Senior .NET Developer

We are seeking a highly skilled .NET Backend Developer with expertise in C#, SQL Server, MongoDB, MySQL, and large-scale data processing as core skill. This role focuses on efficient data ingestion, structured data integration, and high-speed processing of large datasets while ensuring optimal memory and resource utilization.

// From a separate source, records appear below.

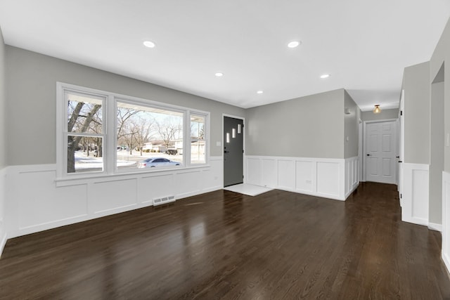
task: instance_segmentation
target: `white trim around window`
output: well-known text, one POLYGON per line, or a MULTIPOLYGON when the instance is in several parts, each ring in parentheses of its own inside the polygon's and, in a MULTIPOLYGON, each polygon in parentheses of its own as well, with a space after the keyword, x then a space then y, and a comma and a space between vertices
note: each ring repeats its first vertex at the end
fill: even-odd
POLYGON ((56 91, 57 181, 208 166, 209 112, 62 82, 56 91), (166 164, 144 162, 155 156, 166 164))

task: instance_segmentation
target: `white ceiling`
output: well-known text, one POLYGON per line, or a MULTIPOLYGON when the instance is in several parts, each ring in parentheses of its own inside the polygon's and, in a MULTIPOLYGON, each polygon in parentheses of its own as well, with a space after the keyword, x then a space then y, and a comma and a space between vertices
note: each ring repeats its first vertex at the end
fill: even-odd
POLYGON ((245 108, 341 88, 397 107, 449 16, 448 0, 0 0, 8 45, 245 108))

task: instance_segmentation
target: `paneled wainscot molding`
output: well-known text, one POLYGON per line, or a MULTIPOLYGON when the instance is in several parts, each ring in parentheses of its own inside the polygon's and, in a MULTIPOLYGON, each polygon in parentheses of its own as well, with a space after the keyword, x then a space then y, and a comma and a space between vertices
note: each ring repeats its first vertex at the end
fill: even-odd
POLYGON ((3 232, 7 238, 151 206, 155 198, 175 196, 178 200, 223 188, 221 157, 195 168, 63 183, 56 180, 56 164, 7 169, 6 180, 1 176, 6 186, 3 232))
POLYGON ((358 187, 358 157, 328 159, 246 156, 245 182, 345 200, 358 187))

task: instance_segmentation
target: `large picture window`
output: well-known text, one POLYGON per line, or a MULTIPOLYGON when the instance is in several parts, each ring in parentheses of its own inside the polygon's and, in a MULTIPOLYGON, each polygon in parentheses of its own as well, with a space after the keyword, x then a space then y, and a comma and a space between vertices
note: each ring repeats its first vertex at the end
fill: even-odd
POLYGON ((67 84, 58 91, 60 178, 207 162, 208 112, 67 84))

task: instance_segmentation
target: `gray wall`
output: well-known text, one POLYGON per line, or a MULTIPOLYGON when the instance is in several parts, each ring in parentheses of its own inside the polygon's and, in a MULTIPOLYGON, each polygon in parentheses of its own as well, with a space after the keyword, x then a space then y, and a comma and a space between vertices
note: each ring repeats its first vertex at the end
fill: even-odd
POLYGON ((404 162, 430 163, 430 63, 406 67, 404 162))
POLYGON ((399 109, 384 110, 381 107, 381 112, 374 114, 371 110, 368 112, 363 112, 361 119, 363 121, 378 121, 390 119, 398 119, 399 109))
MULTIPOLYGON (((449 62, 450 62, 450 21, 447 22, 430 60, 430 78, 431 81, 436 77, 443 64, 444 77, 447 77, 444 83, 444 124, 441 124, 444 127, 444 136, 450 134, 450 105, 449 105, 450 103, 450 80, 448 79, 450 74, 450 63, 449 62), (444 64, 444 62, 446 63, 444 64)), ((432 144, 431 147, 436 146, 432 144)), ((444 170, 446 172, 450 172, 450 147, 444 147, 444 170)))
POLYGON ((5 44, 0 28, 0 169, 8 165, 6 161, 6 93, 5 92, 5 44))
POLYGON ((247 110, 249 155, 344 158, 344 89, 247 110))
POLYGON ((242 108, 18 48, 6 54, 8 114, 17 117, 7 123, 9 165, 56 162, 56 81, 210 112, 212 156, 222 155, 222 113, 245 117, 242 108))
POLYGON ((344 107, 345 109, 350 110, 349 115, 342 115, 344 116, 344 157, 354 157, 358 156, 361 110, 347 91, 344 91, 344 107))
POLYGON ((442 171, 444 171, 444 82, 431 85, 430 189, 428 221, 442 222, 442 171))

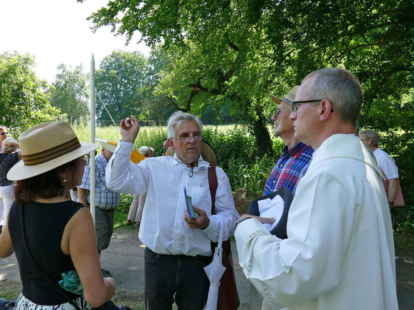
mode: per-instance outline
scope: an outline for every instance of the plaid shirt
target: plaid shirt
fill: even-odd
[[[95,159],[95,206],[99,209],[115,209],[120,204],[120,193],[112,192],[107,188],[105,182],[105,169],[107,160],[102,155],[97,156]],[[86,200],[90,203],[90,164],[85,167],[85,172],[82,178],[82,184],[79,186],[86,191]]]
[[[290,150],[287,145],[283,148],[282,155],[266,181],[263,196],[283,187],[287,187],[294,195],[296,185],[306,173],[313,153],[314,150],[310,145],[307,145],[302,142]]]

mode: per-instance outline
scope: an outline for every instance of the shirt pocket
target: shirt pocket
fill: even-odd
[[[211,197],[210,189],[205,187],[193,187],[190,189],[190,196],[193,206],[206,211],[207,215],[211,213]]]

The ideal candidate should have deep experience in handling structured and unstructured data, multi-threaded processing, efficient database optimization, and real-time data synchronization to support scalable and performance-driven backend architecture.

Key Focus Areas

Efficient Data Ingestion & Processing: Developing scalable pipelines to process large structured/unstructured data files.
Data Integration & Alignment: Merging datasets from multiple sources with consistency.
Database Expertise & Performance Optimization: Designing high-speed relational database structures for efficient storage and retrieval.
High-Performance API Development: Developing low-latency RESTful APIs to handle large data exchanges efficiently.
Multi-Threaded Processing & Parallel Execution: Implementing concurrent data processing techniques to optimize system performance.
Caching Strategies & Load Optimization: Utilizing in-memory caching & indexing to reduce I/O overhead.
Real-Time Data Processing & Streaming: Using message queues and data streaming for optimized data distribution.

Required Skills & Technologies

  • Backend Development: C#, .NET Core, ASP.NET Core Web API
  • Data Processing & Integration: Efficient Data Handling, Multi-Source Data Processing
  • Database Expertise: SQL Server MongoDB ,MySQL (Schema Optimization, Indexing, Query Optimization, Partitioning, Bulk Processing)
  • Performance Optimization: Multi-threading, Parallel Processing, High-Throughput Computing
  • Caching & Memory Management: Redis, Memcached, IndexedDB, Database Query Caching
  • Real-Time Data Processing: Kafka, RabbitMQ, WebSockets, SignalR
  • File Processing & ETL Pipelines: Efficient Data Extraction, Transformation, and Storage Pipelines
  • Logging & Monitoring: Serilog, Application Insights, ELK Stack
  • CI/CD & Cloud Deployments: Azure DevOps, Kubernetes, Docker

Key Responsibilities

1. Data Ingestion & Processing

  • Develop scalable data pipelines to handle high-throughput structured and unstructured data ingestion.
  • Implement multi-threaded data processing mechanisms to optimize efficiency.
  • Optimize memory management techniques to handle large-scale data operations.

2. Data Integration & Alignment

  • Implement high-speed algorithms to merge and integrate datasets efficiently.
  • Ensure data consistency and accuracy across multiple sources.
  • Optimize data buffering & streaming techniques to prevent processing bottlenecks.

3. High-Performance API Development

  • Design and develop high-speed APIs for efficient data retrieval and updates.
  • Implement batch processing & streaming capabilities to manage large data payloads.
  • Optimize API response times and query execution plans.

4. Database Expertise & Optimization (SQL Server , MongoDB ,MySql )

  • Design efficient database schema structures to support large-scale data transactions.
  • Implement bulk data operations, indexing, and partitioning for high-speed retrieval.
  • Optimize stored procedures and concurrency controls to support high-frequency transactions.
  • Use sharding and distributed database techniques for enhanced scalability.

5. Caching & Load Balancing

  • Deploy Redis / Memcached / IndexedDB caching to improve database query performance.
  • Implement data pre-fetching & cache invalidation strategies for real-time accuracy.
  • Optimize load balancing techniques for efficient request distribution.

6. Real-Time Data Synchronization & Streaming

  • Implement event-driven architectures using message queues (Kafka, RabbitMQ, etc.).
  • Utilize WebSockets / SignalR for real-time data synchronization.
  • Optimize incremental updates instead of full data reloads for better resource efficiency.

Preferred Additional Experience

Experience handling large-scale databases and high-throughout data environments.
Expertise in distributed database architectures for large-scale structured data storage.
Hands-on experience with query profiling & performance tuning tools.